Con il termine di Monferrato si indica convenzionalmente la regione geografica compresa tra il corso del fiume Po a nord, dall’Appennino ligure a sud e dalle pianure del Cuneese e dell’Alessandrino rispettivamente a occidente e ad oriente.
In realtà, dare una delimitazione precisa e assoluta a questa zona non è possibile, tenuto conto delle innumerevoli trasformazioni geopolitiche cui il Monferrato è andato incontro durante più di dieci secoli di storia.
La prima volta che il toponimo comparve scritto fu nel 713, in un documento attribuito al re longobardo Liutprando, ma gli studiosi hanno dimostrato come la carta sia un clamoroso falso.
L’attestazione certa più antica risale perciò “solo” agli inizi del X secolo: il 23 giugno dell’anno 909 re Berengario I confermava i beni donati al monastero pavese di San Giovanni e così facendo nominava certi possedimenti situati “in Monteferrato”.

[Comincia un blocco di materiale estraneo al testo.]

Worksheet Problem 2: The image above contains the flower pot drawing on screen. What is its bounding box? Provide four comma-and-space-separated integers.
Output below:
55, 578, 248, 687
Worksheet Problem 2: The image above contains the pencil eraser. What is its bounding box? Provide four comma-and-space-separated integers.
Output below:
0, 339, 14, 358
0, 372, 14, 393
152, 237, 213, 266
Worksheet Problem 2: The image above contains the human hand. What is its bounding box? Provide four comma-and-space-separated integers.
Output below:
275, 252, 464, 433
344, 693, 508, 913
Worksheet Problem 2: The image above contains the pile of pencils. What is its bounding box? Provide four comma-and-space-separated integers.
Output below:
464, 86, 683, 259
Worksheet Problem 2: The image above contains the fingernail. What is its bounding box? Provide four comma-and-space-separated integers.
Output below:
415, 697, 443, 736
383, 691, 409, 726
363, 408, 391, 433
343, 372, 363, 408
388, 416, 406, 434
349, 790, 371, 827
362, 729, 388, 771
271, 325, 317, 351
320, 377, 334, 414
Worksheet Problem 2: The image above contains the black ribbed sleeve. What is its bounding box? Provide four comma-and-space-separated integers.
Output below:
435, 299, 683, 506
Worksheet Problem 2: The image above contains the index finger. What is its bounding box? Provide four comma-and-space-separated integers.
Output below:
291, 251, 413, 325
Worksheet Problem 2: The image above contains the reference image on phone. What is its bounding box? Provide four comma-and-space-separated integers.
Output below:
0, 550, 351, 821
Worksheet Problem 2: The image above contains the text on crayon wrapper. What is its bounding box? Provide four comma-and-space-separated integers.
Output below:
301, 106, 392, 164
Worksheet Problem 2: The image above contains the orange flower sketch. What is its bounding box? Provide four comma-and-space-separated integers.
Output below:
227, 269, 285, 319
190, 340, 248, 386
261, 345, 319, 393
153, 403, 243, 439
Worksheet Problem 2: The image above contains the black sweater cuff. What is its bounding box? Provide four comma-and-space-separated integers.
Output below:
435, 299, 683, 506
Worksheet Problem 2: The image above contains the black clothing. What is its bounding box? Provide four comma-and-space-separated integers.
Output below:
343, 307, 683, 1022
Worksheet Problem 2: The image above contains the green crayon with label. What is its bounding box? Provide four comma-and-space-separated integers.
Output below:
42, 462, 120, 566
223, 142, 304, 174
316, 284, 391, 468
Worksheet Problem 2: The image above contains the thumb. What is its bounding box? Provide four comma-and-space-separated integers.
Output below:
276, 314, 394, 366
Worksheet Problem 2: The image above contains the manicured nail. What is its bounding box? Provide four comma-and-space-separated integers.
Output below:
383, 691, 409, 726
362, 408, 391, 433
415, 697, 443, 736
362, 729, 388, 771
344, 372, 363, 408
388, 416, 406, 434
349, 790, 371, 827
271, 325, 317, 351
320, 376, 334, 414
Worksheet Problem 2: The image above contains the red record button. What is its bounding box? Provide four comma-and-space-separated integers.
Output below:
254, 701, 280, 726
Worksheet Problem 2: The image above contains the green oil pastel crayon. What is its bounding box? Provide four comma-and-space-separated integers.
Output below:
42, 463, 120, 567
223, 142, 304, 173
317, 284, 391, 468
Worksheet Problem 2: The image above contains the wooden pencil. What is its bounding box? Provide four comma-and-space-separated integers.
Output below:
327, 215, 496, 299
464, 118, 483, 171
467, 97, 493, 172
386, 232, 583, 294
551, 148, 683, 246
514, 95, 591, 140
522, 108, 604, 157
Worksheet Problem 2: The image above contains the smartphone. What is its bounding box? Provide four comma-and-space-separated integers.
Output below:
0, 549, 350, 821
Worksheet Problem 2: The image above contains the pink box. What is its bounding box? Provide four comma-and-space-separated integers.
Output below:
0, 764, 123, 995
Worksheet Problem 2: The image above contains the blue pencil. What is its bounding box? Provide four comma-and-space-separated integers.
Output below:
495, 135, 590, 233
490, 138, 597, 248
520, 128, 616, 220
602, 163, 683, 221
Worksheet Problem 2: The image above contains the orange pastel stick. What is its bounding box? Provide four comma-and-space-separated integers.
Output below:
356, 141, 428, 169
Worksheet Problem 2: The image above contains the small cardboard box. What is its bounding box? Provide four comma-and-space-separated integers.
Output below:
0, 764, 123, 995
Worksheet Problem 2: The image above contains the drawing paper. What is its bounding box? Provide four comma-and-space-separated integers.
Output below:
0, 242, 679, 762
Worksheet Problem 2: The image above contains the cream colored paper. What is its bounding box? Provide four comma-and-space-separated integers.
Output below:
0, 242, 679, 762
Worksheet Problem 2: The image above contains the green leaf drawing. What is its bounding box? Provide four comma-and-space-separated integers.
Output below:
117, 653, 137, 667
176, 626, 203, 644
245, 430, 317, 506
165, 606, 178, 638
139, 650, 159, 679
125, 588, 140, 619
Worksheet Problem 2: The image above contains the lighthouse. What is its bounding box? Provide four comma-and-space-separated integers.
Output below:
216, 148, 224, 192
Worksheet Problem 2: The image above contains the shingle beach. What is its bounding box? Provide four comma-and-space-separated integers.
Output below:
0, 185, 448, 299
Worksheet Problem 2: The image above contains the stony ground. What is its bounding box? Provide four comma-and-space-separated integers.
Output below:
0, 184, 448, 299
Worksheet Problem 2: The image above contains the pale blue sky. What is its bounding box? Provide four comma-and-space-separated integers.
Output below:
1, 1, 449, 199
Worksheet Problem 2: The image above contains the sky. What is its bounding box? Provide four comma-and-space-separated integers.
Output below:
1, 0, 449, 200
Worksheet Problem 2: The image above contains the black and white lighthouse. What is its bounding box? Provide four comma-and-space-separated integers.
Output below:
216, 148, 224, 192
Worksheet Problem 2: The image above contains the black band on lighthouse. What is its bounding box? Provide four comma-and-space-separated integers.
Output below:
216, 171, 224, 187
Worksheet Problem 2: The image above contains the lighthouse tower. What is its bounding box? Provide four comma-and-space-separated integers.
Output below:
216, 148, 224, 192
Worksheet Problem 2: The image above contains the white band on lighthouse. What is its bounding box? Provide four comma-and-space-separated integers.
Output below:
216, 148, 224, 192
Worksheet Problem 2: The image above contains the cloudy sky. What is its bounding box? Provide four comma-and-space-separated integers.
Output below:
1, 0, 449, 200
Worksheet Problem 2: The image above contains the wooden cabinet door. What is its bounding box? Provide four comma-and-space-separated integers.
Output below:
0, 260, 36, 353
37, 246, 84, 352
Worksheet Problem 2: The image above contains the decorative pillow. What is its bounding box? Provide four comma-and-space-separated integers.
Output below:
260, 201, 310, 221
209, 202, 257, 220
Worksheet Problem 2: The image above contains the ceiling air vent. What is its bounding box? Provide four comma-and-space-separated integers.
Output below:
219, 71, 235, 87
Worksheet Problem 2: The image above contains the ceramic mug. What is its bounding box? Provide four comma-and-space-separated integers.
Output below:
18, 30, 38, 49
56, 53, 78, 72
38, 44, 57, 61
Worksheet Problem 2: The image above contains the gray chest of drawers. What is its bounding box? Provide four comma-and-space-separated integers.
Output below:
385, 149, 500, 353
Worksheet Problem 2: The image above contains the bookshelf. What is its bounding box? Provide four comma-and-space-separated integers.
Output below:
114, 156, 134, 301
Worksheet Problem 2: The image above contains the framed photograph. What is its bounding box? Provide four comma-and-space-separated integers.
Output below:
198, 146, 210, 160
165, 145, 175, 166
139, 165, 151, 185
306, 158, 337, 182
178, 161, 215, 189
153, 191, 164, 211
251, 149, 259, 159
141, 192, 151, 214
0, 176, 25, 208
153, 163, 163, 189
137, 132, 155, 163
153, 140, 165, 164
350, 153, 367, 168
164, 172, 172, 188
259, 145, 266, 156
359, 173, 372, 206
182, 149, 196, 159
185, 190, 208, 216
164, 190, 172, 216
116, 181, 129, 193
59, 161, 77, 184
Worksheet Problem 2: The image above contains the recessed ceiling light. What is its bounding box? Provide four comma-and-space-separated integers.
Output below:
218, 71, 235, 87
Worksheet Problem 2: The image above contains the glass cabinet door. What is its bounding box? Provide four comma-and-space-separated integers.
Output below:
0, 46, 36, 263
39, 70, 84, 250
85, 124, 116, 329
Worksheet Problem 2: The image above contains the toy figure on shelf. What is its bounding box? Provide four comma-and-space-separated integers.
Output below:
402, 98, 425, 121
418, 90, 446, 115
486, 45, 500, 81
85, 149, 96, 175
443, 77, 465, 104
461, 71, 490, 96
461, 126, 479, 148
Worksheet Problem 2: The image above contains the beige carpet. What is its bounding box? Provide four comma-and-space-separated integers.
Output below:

Poi le citazioni si fanno più frequenti, secondo parecchie varianti del toponimo, tra cui “in Montefarrato”, “in Monte Pharato”, che fece ritenere il termine collegato all’abbondanza di farro sulle colline monferrine.
Per distinguere tra loro le diverse zone di un territorio così vasto, nel Seicento si parlava di Monferrato superiore (le terre verso il Po) e Monferrato inferiore (le terre verso l’Appennino).
L’antico Marchesato Aleramico si era infatti spezzettato amministrativamente, suddividendosi in due tronconi, separati dall’Astigiano e uniti solo da una sottile e precaria lingua di terra nei pressi del Tanaro.
I cartografi francesi del Settecento coniarono i termini Haut Montferrat e Bas Montferrat per indicare rispettivamente la parte settentrionale e meridionale della regione, a seconda di come sono disposte sulle carte topografiche.
I cartografi sabaudi, invece, ribaltarono la situazione: dalla prima metà del secolo XVIII, quando Vittorio Amedeo II prese possesso di questa gloriosa regione che veniva così a perdere la sua autonomia, la zona meridionale prossima agli Appennini divenne l’Alto Monferrato, quella compresa tra Tanaro e Po il Basso Monferrato.
Così facendo si era seguito un criterio basato sull’altimetria: l’Acquese presentava località poste più in alto rispetto al Casalese, più pianeggiante e, tutt’al più, bassocollinare. Negli atti ufficiali emanati dai Savoia compare anche la distinzione in Monferrato di qua dal Tanaro e di la dal Tanaro.
Per tutto il Settecento e metà dell’Ottocento (tranne la parentesi napoleonica) i nuovi possedimenti sabaudi furono suddivisi amministrativamente in due Province con capoluogo Casale (Basso Monferrato) e Acqui Terme (Alto Monferrato).
L’antica Provincia di Casale contava alla metà del XIX secolo 73 comuni e 19 mila abitanti. Nel 1860, per la necessità di riformare l’organizzazione amministrativa del Regno di Sardegna che si apprestava a diventare Regno d’Italia, le antiche Province, così ricche di tradizioni autonomistiche, vennero soppresse e inglobate nella nuova, grandissima, Provincia di Alessandria, e ridotte al rango di Circondari. Alcuni Comuni passarono in seguito alle Province di Vercelli (1926) e Asti (1935), pochi altri a quella di Torino.
Oggi lo stemma araldico della Provincia di Alessandria reca, tra le sue suddivisioni, anche le armi di Casale (i colori aleramici e paleologi con al centro la rotella con la sigla di San Bernardino) e Acqui (l’aquila che tiene una lepre tra gli artigli), a ricordo di quelle realtà storico-amministrative ormai assorbite nell’unico ente territoriale.